Acquisitive offending
The relationship between acquisitive crime and drug misuse problems was studied among 753 clients recruited to the National Treatment Outcome Research Study (NTORS).(4) More than 17 000 offences were reported during the 90-day period prior to treatment. Half of the clients committed no acquisitive crimes during this period, whereas 10 per cent committed 76 per cent of the crimes.
Such work does not demonstrate a causal relationship between illicit drug use and acquisitive crime. From a large survey of British youth,(5) the average age of onset for truancy and crime are 13.8 and 14.5 years respectively, compared with 16.2 for drugs generally and 19.9 years for ‘hard’ drugs. Thus, crime tends to precede drug use rather than vice versa. It is clear that heavy drug use is strongly associated with impulsive acquisitive offending, including street robbery, and burglary, which involve violence.
Other offences
In Britain, the non-medical use of drugs is subject to the Misuse of Drugs Act 1971, as subsequently amended, and which contains a classification based on perceived harm.
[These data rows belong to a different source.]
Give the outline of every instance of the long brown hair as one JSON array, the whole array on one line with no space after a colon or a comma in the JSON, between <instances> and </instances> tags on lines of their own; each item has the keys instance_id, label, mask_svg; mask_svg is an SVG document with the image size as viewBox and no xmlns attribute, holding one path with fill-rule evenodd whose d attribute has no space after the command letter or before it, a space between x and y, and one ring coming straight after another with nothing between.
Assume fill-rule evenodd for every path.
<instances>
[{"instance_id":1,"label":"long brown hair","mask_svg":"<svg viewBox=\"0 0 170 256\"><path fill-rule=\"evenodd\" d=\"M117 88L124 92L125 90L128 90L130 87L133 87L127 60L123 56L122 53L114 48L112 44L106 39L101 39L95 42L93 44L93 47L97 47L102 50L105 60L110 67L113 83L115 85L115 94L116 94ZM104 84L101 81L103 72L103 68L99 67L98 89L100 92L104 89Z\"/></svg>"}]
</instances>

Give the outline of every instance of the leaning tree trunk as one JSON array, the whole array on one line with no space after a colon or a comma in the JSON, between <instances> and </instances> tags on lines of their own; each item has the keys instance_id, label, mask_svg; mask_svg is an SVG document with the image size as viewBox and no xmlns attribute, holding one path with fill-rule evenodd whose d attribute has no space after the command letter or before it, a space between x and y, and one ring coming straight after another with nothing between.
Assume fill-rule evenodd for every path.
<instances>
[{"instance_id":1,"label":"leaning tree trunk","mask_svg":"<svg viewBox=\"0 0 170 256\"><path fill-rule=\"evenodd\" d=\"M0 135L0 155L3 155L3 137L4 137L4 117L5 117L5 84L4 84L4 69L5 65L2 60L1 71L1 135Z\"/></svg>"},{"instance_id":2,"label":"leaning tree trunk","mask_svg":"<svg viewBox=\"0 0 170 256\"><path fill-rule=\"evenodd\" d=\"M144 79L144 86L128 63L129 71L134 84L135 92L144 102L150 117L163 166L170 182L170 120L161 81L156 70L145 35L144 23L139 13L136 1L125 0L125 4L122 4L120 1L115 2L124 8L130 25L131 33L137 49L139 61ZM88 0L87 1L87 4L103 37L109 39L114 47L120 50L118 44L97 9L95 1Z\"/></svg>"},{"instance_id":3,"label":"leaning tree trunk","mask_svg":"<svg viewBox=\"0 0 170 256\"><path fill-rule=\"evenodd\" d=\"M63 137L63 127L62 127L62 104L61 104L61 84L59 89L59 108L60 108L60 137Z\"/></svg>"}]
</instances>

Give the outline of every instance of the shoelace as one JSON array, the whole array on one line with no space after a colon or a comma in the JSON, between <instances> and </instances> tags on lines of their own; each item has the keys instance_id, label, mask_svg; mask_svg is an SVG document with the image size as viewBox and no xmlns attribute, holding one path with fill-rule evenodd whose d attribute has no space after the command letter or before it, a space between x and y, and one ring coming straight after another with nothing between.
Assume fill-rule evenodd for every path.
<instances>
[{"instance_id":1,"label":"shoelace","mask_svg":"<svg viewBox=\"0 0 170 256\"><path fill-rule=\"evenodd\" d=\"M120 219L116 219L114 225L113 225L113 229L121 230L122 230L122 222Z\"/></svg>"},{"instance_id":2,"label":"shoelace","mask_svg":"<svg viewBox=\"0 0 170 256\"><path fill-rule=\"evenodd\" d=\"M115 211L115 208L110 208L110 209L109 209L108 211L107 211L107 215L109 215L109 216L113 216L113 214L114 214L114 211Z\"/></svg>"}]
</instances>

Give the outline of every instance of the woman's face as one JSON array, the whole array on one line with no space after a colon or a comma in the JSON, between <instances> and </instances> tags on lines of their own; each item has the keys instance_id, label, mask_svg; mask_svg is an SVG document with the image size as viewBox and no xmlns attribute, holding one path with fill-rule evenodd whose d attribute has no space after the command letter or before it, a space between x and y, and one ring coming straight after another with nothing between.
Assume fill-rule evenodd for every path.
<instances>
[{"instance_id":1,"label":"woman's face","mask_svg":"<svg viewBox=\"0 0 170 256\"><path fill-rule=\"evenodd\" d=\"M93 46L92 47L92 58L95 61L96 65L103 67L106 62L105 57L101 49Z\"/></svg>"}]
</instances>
Class A drugs include Ecstasy, LSD, heroin, cocaine, crack, magic mushrooms (if prepared for use), amphetamines (if prepared for injection); Class B drugs include amphetamines and methylphenidate (ritalin); Class C drugs include Cannabis, tranquilizers, some painkillers, Gamma hydroxybutyrate (GHB), ketamine. In January 2004, Cannabis was reclassified from a Class B to a Class C drug, it is still illegal. This legislation defines the penalties for supply, dealing, production, trafficking, and also possession.
Other offences include driving cars, or public conveyances such as trains whilst under the influence of alcohol or other drugs.